『フィフティ・ピープル』チョン・セラン
わたし、この本好きだわ。いろんな意味で。韓国ソウル郊外を舞台に子供から老人、男女、色々な職業やライフスタイルの50人について、一人8ページくらいで綴られる。読み進めていくと、あの人とこの人が家族だったり、同僚だったり、同じ店に出入りしていたりすることがわかっていく。点が線になり、面になり、立体となっていく。暮らしや街の様子、時代が立ち上がってくる。
私は人の名前が致命的に覚えられないのと、洋風の文体や文化が文章としてすんなり入らないので(「ライスプディング・・・おいらそんなもの食べたことねえぞ!」とか)ので日本以外の本があんまり読めない。日本の話でも昔の名前が長い人の話などもついていけなくなる。でもこの本はするする読めた。友達もいるお隣の国だからなんとなく彼女を思い浮かべたし、旅行もしたから雰囲気になじみがあった。誰もフルネームをおぼえられなかったけれど、「“ポールダンスの看護師”ではいはい、あの人ね」とわかったし。

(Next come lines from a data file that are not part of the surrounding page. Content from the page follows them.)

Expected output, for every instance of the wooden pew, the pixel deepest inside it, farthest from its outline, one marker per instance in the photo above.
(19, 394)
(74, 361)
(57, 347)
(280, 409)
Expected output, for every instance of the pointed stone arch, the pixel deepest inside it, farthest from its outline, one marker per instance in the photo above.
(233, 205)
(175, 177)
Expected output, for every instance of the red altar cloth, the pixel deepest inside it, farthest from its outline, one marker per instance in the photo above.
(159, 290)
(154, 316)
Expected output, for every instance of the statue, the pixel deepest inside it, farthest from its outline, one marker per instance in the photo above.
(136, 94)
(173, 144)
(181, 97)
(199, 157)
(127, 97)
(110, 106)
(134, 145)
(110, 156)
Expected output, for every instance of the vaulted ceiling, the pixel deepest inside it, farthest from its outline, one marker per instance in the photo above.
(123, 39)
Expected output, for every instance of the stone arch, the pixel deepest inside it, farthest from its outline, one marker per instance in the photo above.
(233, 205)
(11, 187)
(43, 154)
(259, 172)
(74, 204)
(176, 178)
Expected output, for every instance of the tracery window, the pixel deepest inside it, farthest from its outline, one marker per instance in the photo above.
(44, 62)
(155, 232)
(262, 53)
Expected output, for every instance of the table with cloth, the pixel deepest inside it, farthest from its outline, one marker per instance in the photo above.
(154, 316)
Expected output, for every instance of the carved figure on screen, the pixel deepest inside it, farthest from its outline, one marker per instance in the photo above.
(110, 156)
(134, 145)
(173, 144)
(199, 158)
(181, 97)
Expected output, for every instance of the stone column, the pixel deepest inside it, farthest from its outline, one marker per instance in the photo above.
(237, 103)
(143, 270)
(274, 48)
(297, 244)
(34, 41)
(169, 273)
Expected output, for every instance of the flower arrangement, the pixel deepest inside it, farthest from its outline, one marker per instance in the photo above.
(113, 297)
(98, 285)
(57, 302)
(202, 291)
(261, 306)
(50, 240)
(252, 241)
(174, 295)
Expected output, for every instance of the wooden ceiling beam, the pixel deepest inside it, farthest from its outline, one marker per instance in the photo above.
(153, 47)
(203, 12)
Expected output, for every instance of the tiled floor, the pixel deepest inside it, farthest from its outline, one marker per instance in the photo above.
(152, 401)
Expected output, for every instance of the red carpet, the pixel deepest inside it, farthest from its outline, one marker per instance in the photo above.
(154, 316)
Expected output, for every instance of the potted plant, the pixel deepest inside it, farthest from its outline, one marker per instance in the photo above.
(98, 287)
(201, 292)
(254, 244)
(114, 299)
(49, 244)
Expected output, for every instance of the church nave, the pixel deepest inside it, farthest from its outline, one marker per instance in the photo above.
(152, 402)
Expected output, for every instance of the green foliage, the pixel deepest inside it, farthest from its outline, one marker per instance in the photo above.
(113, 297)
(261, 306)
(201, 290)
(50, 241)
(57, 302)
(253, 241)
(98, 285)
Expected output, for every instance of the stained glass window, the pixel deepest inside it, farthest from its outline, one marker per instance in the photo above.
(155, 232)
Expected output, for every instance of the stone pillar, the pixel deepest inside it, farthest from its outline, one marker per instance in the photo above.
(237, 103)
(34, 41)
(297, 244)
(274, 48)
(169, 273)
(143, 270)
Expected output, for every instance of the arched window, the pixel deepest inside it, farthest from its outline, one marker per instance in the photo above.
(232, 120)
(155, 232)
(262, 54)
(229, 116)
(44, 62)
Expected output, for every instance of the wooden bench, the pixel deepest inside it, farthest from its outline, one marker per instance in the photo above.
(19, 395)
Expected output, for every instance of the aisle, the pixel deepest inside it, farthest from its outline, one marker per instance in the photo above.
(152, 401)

各自についての短いエピソードだけでも、ある人を好きだと思ったり、泣きそうになったりする。病院周りだけでも、医者はもちろん、検査技師、ドクターヘリのパイロット、治験アレンジ担当者、ベッドを推して移動させる人・・・と様々な人がいる。また患者として事故に遭って損なわれてしまった人、その夫や義母なども登場する。彼ら登場人物のエピソードにちょっと日本と違う文化や(家の借り方など)、韓国で生じる問題を垣間見る。ちょっと違う場所で、私のような普通の人たちが泣いたり怒ったり笑ったり喜んだりしながら生きている。
一人ひとりの話も、繋がって見えてくるものも、著者の伝え方も、とてもよく構成されていて、でも押しつけがましくなくて見事。小説というだけでなくて、アートのインスタレーションのようでもあると思った。
チョン・セランさんのあとがきも、翻訳の斎藤さんの補足付きあとがきもよかった。ところどころに盛り込まれている韓国で実際に起こった事件や問題の解説があったり、チョン・セランさんがどういった気持ちで描き始めたのかといったこと、韓国版とは違う日本版の工夫など、私だけでは読み解けないことがわかって面白い。
私の人生もこのようにちょっとは読みごたえのあるエピソードになるのかしら。私も東京のある街を舞台にした『フィフティ・ピープル』の一人で、誰かと繋がったり、時代を雰囲気を醸し出している一部だったとしたら。いつもと同じエスカレーターに乗りながら、目に映るものがちょっと変わった。